Why we’re publishing this
Most “algorithmic trading” content on the internet optimizes for excitement: backtests, screenshots, and the occasional “strategy reveal.” That’s not what we’re doing.
This journal is closer to an operations log for a production system: what breaks, how we detect it, how we decide what to change, and how we control risk when the system is making decisions continuously.
If you’re evaluating autonomous trading systems—or building any high-stakes autonomous system—these are the problems that actually decide whether the system is usable.
What we publish
We publish experience-based, non-actionable operating lessons, including:
1) Reliability and failure modes
- What can fail in real production (data feeds, brokers, execution, latency, model serving, time sync)
- How failures show up (symptoms) vs what caused them (root cause)
- Preventing repeat incidents: postmortems, action items, and follow-through
2) Monitoring that matters
- What we monitor (and what we don’t)
- Signal vs noise: alert thresholds, suppression, and escalation policies
- “Tripwires” that halt trading safely when the system goes out of spec
3) Incident response and runbooks
- How to respond when markets are moving and the system is misbehaving
- Runbooks: concrete steps, not vague principles
- Rollback plans, safe-mode operation, and decision logs
4) Change control in production
- How we propose changes, review them, test them, and ship them
- How we avoid “silent regressions”
- Rollout strategies: canarying, feature flags, staged enablement
5) Evaluation and governance
- What “good” means when you can’t trust a single metric
- Guardrails, constraints, and non-negotiables (risk limits, exposure rules, operational limits)
- Audit trails: what was decided, when, and why
6) Practical architecture notes
- High-level design patterns that reduce operational risk
- Observability patterns: structured logs, correlation IDs, reproducibility
- Data quality pipelines and “stop the line” checks
What we do not publish (by design)
To keep this journal non-actionable and professionally usable, we intentionally do not publish:
- Trade signals (buy/sell lists, entry/exit rules, “today’s picks”)
- Portfolio composition or live positions
- Real-time trade logs
- Strategy recipes intended to be copied
- Advice aimed at retail trading outcomes
- Anything that would enable “shadowing” the system
We may show examples of issues using redacted or abstracted data, but not in a way that becomes a trading instruction.
How to read the journal
Each entry aims to be:
- Specific enough to be useful (what happened, what we saw, what we changed)
- General enough to be safe (not a strategy or signal)
- Operational (how we reduce future risk)
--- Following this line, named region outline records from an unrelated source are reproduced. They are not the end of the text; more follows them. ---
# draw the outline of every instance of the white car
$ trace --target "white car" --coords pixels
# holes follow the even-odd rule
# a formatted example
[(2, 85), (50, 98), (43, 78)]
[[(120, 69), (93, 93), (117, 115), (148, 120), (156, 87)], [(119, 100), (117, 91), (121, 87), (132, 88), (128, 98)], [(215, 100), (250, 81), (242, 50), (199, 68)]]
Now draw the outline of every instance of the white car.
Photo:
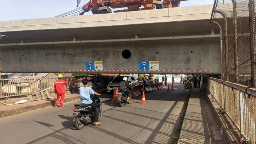
[(108, 84), (108, 87), (107, 87), (107, 92), (108, 93), (113, 92), (114, 90), (118, 90), (119, 82), (123, 80), (123, 78), (125, 76), (128, 78), (127, 82), (131, 86), (135, 86), (139, 85), (138, 80), (137, 80), (135, 76), (129, 75), (119, 76), (115, 78)]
A good entry should leave you with:
- a checklist,
- a design pattern,
- a failure mode to test for,
- or a governance practice to adopt.
Editorial policy: how we reduce bias
Autonomous systems invite storytelling bias: “we did X and performance improved.” We avoid that trap by focusing on:
- verifiable operational facts (incidents, deployments, monitoring changes)
- decision logs and hypotheses (what we believed at the time)
- and follow-up (did the change actually reduce incidents?)
Who this is for
This journal is written for:
- professionals evaluating systematic trading operations,
- engineers building high-stakes autonomous systems,
- and teams who care about reliability, governance, and long-run operability.
If you’re looking for signals, shortcuts, or a strategy to copy: you won’t find it here.